Als Vikar Ignatius Keller im Auftrag des Bischofs die von der Pest verwüstete Stadt Marburg erreicht, erwartet ihn die Hölle auf Erden. Doch zwischen dem Gestank der Verwesung und den Klagen der Sterbenden entdeckt er ein Muster, das noch verstörender ist als der Schwarze Tod selbst: Einem Opfer nach dem anderen wird ein perfektes Stück Haut vom Körper geschnitten, während es noch lebt .

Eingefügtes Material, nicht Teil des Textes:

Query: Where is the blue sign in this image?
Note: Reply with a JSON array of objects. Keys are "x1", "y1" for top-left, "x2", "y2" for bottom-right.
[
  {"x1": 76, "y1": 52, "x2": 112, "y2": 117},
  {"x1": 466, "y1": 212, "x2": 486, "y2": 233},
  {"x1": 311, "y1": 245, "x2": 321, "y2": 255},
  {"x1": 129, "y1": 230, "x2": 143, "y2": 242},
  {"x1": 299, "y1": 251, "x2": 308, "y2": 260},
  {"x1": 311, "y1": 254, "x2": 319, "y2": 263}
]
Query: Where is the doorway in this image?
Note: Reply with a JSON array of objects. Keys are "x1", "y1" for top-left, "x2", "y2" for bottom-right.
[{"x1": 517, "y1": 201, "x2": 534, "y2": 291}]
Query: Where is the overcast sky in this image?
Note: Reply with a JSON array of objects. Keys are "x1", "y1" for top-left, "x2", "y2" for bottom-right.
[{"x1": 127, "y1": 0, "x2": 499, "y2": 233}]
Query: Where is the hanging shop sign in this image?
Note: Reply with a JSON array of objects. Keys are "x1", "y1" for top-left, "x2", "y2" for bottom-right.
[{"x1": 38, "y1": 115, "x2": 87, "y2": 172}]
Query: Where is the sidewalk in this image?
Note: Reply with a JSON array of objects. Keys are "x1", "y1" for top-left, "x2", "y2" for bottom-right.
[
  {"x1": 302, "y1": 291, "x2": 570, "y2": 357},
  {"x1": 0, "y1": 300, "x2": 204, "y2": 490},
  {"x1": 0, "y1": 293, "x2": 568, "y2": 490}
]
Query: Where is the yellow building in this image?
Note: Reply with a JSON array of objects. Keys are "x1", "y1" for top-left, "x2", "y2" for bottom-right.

Ignatius' unerbittliche Suche nach dem Täter führt ihn in ein tödliches Duell mit Meister Elias, einem brillanten und charismatischen Pestarzt, dessen Philosophie ebenso faszinierend wie abgrundtief böse ist. Gefangen in dessen Haus, gezwungen, an seinen grausamen Ritualen teilzunehmen, muss Ignatius selbst zum Monster werden, um eine Chance auf Überleben zu haben.
Die Geburt eines Jägers. Die fesselnde und schockierende Vorgeschichte zu "1581 - Das Ende der unheiligen Gräueltaten des Peter Niersch", die enthüllt, wie aus einem Mann des Glaubens eine Waffe gegen die Finsternis geschmiedet wurde.